Melendez-Diaz, at 2532 n. 1 (citations omitted). Here, the statements of Giet-zen’s nurse fall squarely within footnote one because they serve the evidentiary function of establishing the propriety of Gietzen’s blood draw, not the conclusory function of establishing Gietzen’s blood-alcohol concentration was greater than 0.08 percent.

[¶ 18] Although Form 104 shows Gietzen’s blood sample was properly obtained, the foundational shortcut allowing admission of Gietzen’s blood test cannot be used unless the State shows the blood sample was properly analyzed. N.D.C.C. § 39-20-07(5). Here, that showing was made by the deputy state toxicologist, who certified,

“I have carefully compared the Analytical Report (Form 107) and Submission for Blood (Form 104) ... hereto attached with the respective original as the same appears of record on file in the Office of Attorney General, Crime Laboratory Division, in the County of Bur-leigh, North Dakota, and find the same to be a true and correct copy thereof and of the whole thereof. Further, I certify that the analysis of the blood sample has been performed by an analyst, method, and device approved by the State Toxicologist and by an individual certified by the State Toxicologist to conduct blood alcohol analyses pursuant to ... the North Dakota Century Code.”

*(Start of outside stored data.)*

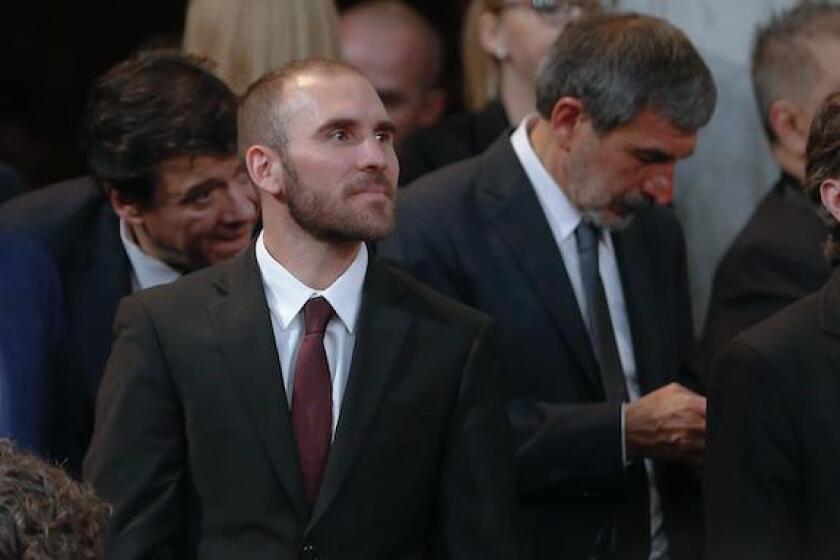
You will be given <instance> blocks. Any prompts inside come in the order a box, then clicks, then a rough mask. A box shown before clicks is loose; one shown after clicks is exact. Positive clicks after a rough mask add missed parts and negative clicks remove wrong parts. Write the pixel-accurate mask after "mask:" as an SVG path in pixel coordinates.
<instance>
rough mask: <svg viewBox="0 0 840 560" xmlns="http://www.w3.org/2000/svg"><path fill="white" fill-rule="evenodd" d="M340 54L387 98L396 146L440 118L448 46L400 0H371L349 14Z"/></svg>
mask: <svg viewBox="0 0 840 560" xmlns="http://www.w3.org/2000/svg"><path fill="white" fill-rule="evenodd" d="M341 50H342V56H343V57H344V60H345V61H346V62H348V63H350V64H352V65H353V66H355V67H356V68H358V69H359V70H361V71H362V73H363V74H364V75H365V76H366V77H367V78H368V79H369V80H370V81H371V83H373V86H374V87H375V88H376V91H377V92H378V93H379V97H381V98H382V102H383V103H384V104H385V109H386V110H387V111H388V115H389V116H390V117H391V119H392V120H393V121H394V125H395V126H396V127H397V129H396V134H395V136H394V141H395V142H396V143H397V144H399V143H400V142H401V141H402V139H403V138H405V136H406V135H407V134H410V133H411V132H413V131H414V130H416V129H417V128H425V127H429V126H431V125H433V124H435V123H436V122H437V121H438V120H439V119H440V117H441V115H442V114H443V111H444V109H446V92H445V91H444V90H443V89H442V88H441V85H440V79H441V73H442V71H443V42H442V40H441V37H440V35H439V34H438V32H437V31H436V30H435V28H434V27H432V25H431V24H430V23H429V22H428V21H426V19H425V18H424V17H423V16H422V15H421V14H420V13H419V12H417V10H415V9H414V8H412V7H411V6H409V5H408V4H406V3H405V2H401V1H397V0H372V1H369V2H363V3H361V4H359V5H356V6H354V7H352V8H350V9H348V10H346V11H344V12H343V13H342V14H341Z"/></svg>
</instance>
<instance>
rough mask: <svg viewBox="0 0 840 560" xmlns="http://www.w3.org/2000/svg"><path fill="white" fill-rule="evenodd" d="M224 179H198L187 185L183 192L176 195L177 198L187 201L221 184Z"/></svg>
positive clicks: (215, 187) (188, 200)
mask: <svg viewBox="0 0 840 560" xmlns="http://www.w3.org/2000/svg"><path fill="white" fill-rule="evenodd" d="M223 183H224V181H220V180H219V179H218V178H215V177H210V178H207V179H204V180H201V181H198V182H197V183H195V184H192V185H190V186H189V187H187V188H186V189H185V190H184V192H183V193H181V195H180V196H179V197H178V200H180V201H182V202H189V201H190V200H192V199H193V198H195V197H197V196H199V195H201V194H203V193H205V192H207V191H210V190H212V189H214V188H216V187H217V186H219V185H221V184H223Z"/></svg>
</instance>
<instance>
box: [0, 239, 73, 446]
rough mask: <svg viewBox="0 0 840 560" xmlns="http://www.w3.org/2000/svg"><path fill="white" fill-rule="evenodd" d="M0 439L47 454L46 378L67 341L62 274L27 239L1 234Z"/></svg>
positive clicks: (0, 318) (47, 410)
mask: <svg viewBox="0 0 840 560" xmlns="http://www.w3.org/2000/svg"><path fill="white" fill-rule="evenodd" d="M0 263H2V265H0V266H2V269H3V274H0V310H2V312H0V437H5V438H10V439H12V440H13V441H14V442H15V443H16V444H17V445H19V446H20V447H23V448H26V449H29V450H31V451H34V452H44V450H45V448H44V446H43V445H44V438H43V429H44V425H45V418H44V417H45V416H46V415H47V414H49V412H50V411H49V410H48V407H46V406H44V400H43V399H44V395H45V386H44V381H45V375H46V373H47V372H48V371H49V368H50V366H51V364H50V360H51V359H52V358H53V357H54V356H53V354H52V353H51V352H50V349H51V348H53V347H54V346H55V345H56V344H57V343H58V342H59V341H60V340H61V337H62V334H63V333H62V321H61V312H62V298H61V283H60V282H59V278H58V271H57V270H56V266H55V263H54V262H53V260H52V258H51V256H50V255H49V253H48V252H47V251H46V249H44V248H43V247H41V246H40V245H38V243H36V242H35V241H32V240H31V239H27V238H26V237H23V236H19V235H11V234H2V233H0Z"/></svg>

The statement by the deputy state toxicologist also falls within Melendez-Diaz ’ footnote one because it lays foundation for the admission of Gietzen’s chemical analysis but it does not directly prove an element of the charged crime. Therefore, Gietzen’s confrontational challenges to the statements of the nurse and the deputy state toxicologist fail.

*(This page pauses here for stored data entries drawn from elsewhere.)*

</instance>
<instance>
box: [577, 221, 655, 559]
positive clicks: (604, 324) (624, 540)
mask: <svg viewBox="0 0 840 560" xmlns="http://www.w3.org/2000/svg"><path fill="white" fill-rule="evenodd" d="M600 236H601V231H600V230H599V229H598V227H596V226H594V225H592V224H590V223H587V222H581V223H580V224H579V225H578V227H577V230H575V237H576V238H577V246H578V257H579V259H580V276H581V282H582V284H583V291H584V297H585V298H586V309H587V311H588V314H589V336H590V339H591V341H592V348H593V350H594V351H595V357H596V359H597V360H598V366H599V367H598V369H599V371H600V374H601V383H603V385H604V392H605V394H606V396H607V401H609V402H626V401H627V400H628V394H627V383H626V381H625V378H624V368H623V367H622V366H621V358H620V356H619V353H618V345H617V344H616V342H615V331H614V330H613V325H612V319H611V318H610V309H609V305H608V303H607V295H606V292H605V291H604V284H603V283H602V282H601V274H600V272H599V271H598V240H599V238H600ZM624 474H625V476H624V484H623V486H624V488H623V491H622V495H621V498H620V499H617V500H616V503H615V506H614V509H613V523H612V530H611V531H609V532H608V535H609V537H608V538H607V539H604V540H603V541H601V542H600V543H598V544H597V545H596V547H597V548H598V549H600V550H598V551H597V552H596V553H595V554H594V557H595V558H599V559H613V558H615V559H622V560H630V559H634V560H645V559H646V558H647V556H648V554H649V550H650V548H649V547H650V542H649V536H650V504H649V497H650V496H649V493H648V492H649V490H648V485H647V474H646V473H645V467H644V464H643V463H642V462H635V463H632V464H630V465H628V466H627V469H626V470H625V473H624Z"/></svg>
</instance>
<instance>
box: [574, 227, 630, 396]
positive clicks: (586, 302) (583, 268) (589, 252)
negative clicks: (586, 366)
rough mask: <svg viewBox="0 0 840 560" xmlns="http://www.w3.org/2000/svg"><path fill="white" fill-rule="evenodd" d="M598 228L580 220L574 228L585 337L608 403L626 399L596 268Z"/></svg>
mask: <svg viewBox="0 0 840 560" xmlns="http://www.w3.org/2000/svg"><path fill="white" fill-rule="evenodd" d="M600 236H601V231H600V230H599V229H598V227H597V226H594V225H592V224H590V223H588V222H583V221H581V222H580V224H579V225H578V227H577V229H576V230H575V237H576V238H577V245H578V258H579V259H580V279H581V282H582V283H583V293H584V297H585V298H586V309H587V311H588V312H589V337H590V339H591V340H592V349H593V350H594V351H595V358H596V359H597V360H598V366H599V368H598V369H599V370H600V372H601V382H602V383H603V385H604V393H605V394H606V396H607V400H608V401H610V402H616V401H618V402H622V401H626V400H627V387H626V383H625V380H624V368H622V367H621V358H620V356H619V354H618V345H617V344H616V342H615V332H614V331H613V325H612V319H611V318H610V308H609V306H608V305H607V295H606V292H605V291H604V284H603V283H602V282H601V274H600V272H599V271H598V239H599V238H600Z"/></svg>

[¶ 19] Other jurisdictions have interpreted Melendez-Diaz similarly, distinguishing testimony entered to prove an element of a crime from statements entered for other purposes. See, e.g., State v. Bergin, 231 Or.App. 36, 217 P.3d 1087, 1089 (2009) (admitting intoxilyzer certificate of accuracy without technician’s testimony because “[i]ntoxilyzer certificates bear a more attenuated relationship to conviction: They support one fact (the accuracy of the machine) that, in turn, supports another fact that can establish guilt (blood alcohol level)”); Commonwealth v. Sylvia, 456 Mass. 182, 921 N.E.2d 968, 975 n. 15 (2010) (admitting without live testimony analyst’s report indicating defendant’s victim had marijuana in his system at time of death because evidence showed defendant’s motive for murder was involvement in drug deal and because motive was not an element of the charged crime). The district court did not err in admitting Form 104 or the deputy state toxicologist’s certification because those evidentiary documents laid a foundation for the admission of Gietzen’s chemical analysis and because they did not attempt to directly prove an element of the charged offense.

rv

[¶ 20] We affirm the district court’s order for judgment entering the jury’s verdict finding Gietzen guilty of driving under the influence of alcohol with a blood-alcohol concentration of 0.08 percent or greater.

[¶ 21] GERALD W. VANDE WALLE, C.J., MARY MUEHLEN MARING, CAROL RONNING KAPSNER, and DALE V. SANDSTROM, JJ., concur.